Копии купюр выслали, сформулировали предложение по курсу обмена и стали ждать, мало во что веря. Тут звонок из Питера: немецкие банкиры готовы встречаться, нужно лететь в Дюссельдорф. Я подумал: что-то я в Германию подозрительно зачастил, но делать уже нечего, надо лететь.

Мой приятель Фордзон, как это у них водится, решил отсидеться дома и послал со мной своего сына, гражданина Израиля, который, к слову сказать, участвовал в войне с Ливаном (был в израильском спецназе). Я подумал, что это, может быть, будет не лишним в нашей поездке, но я сильно ошибался. Он вылетел из Питера, я из Москвы, встретились прямо в аэропорту Дюссельдорфа.

Встретились с нашим «югом» и обрисовали ему нашу версию ситуации. Партия денег вывезена из Аргентины и хранится в соседней с Германией стране у наших людей в безопасном месте. Он нам организует встречу с заинтересованными банкирами, те смотрят образцы купюр, берут их на экспертизу, и мы обговариваем место, время и порядок обмена валют.

Сказано – сделано. Вечером мы встречаемся с двумя фашистами у нас в гостинице. Первого представили как советника президента одного крупного немецкого банка, а второго как бывшего министра правительства земли северный Рейн-Вестфалия. Фашисты смотрят купюры, купюры им нравятся, обменный курс тоже. Договариваемся, что они в течение суток связываются со своими «перцами» в Аргентине и окончательно принимают решение. Мы же, в свою очередь, должны привезти на следующую встречу и показать «югу» товарную партию (мешок) денег. На том и порешили. Звоню в Люксембург и забиваю стрелку на завтра, в Кёльне – в пивняке у Кёльнского собора. До сих пор, видя это замечательное творение рук человеческих, понимаю умом, что я там был, но ничего об этом не помню. Сейчас поймете, почему.

На следующий день, в два часа дня мы: двое русских, правильнее сказать, русско-еврейских, мудаков и югославский полубандит-полубизнесмен встречаемся с нашим люксембургским контактом (будем звать его для простоты – Люкс), который нам бодро сообщает, что деньги в дороге и нужно подождать. Сидим, ждем, пьем пиво. Проходит час, второй.
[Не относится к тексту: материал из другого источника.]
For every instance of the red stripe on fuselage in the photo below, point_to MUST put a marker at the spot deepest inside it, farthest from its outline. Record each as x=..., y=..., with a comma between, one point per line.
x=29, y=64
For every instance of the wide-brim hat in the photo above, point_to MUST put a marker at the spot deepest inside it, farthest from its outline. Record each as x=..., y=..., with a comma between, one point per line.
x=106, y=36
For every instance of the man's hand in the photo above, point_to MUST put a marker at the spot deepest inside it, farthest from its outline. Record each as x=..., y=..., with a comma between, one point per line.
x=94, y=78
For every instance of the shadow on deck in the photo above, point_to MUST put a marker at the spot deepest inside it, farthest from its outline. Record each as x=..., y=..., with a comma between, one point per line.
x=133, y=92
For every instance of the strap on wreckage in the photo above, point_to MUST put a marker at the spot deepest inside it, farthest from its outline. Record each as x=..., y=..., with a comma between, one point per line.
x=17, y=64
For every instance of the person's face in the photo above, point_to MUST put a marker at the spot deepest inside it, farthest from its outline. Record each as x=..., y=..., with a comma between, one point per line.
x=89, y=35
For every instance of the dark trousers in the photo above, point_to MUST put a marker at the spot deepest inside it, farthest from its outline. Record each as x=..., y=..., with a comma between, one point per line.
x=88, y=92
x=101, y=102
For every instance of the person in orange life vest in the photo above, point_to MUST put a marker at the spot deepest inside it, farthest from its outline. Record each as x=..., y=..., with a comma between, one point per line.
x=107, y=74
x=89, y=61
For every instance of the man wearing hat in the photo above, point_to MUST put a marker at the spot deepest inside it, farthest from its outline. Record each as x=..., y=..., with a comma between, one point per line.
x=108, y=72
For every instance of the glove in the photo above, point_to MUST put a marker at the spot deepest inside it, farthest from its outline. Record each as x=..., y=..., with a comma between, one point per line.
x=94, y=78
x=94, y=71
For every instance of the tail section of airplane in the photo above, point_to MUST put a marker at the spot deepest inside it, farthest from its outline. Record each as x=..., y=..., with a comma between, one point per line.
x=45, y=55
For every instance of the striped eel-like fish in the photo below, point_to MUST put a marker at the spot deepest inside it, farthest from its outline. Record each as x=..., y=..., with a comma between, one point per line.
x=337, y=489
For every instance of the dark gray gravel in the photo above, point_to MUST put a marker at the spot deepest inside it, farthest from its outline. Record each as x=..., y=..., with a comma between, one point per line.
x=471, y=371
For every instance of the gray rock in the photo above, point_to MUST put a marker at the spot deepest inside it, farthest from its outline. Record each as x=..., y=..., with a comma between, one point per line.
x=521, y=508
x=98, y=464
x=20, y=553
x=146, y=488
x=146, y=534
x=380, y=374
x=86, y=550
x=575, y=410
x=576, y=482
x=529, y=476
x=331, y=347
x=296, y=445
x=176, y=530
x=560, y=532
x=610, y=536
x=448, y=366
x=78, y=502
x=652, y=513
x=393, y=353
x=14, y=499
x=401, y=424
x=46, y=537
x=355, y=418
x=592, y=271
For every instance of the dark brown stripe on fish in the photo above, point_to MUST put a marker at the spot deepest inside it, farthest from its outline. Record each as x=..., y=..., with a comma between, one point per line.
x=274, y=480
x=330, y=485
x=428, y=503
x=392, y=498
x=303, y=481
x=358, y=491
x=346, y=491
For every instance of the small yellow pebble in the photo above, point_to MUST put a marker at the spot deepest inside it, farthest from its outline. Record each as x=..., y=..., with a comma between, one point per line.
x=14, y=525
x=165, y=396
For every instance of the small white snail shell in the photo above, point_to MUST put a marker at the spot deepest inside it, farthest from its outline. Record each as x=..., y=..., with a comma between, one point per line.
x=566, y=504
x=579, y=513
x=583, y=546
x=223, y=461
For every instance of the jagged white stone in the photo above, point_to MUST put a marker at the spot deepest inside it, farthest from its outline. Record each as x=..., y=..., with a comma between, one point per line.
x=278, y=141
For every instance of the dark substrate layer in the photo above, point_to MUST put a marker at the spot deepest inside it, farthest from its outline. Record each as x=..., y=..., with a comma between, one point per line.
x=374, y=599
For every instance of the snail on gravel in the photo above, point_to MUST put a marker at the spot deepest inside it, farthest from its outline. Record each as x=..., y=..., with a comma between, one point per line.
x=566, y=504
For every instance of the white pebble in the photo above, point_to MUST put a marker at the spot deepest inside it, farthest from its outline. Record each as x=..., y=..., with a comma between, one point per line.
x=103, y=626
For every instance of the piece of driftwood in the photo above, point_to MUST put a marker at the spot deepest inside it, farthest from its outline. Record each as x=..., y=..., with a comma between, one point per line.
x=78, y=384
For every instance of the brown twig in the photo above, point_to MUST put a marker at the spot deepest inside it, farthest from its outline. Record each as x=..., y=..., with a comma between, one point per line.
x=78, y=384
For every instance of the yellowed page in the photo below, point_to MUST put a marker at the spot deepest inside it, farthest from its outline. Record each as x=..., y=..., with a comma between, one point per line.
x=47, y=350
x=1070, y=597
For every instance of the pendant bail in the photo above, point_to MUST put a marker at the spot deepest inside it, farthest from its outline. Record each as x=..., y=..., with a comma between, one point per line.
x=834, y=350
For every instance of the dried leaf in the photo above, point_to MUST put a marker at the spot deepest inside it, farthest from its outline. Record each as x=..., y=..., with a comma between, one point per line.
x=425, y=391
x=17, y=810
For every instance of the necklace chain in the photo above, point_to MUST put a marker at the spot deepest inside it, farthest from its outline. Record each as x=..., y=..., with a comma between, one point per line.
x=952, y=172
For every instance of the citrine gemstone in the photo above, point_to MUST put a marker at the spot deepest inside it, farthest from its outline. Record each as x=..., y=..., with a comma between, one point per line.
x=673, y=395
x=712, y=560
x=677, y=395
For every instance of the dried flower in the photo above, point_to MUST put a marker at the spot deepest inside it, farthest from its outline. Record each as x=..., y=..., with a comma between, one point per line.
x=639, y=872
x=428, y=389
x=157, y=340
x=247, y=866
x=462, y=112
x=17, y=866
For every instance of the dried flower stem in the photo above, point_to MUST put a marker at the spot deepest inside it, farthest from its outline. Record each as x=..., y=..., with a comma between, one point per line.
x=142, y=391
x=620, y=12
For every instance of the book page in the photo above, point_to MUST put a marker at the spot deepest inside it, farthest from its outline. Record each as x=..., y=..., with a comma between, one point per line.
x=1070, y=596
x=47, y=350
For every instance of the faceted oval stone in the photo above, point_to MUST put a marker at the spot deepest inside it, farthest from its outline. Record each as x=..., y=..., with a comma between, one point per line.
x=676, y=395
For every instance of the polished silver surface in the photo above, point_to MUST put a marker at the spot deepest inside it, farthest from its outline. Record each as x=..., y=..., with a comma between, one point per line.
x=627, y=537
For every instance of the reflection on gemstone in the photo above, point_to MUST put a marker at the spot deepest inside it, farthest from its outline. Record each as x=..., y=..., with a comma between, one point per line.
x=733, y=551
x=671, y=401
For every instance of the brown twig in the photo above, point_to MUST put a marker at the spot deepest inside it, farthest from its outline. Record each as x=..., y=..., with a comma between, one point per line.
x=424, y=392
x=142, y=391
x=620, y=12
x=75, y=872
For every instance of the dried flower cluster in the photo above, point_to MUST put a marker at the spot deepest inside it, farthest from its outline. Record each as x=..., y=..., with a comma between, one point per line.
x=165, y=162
Наш Люкс периодически звонит по мобильнику и бодро сообщает нам о том, что где-то перекрыты дороги из- за демонстрации или, хрен его знает, забастовки, и они стоят в пробке. После трехчасового ожидания наш «юг» уехал, сказав, что будет неподалеку и, если что-то изменится, он подъедет. Мы сидим и наезжаем на Люкса, но чувствуем, что бесполезно, – он сам на нерве, каждые пять минут звонит, но никто не появляется. Динамо!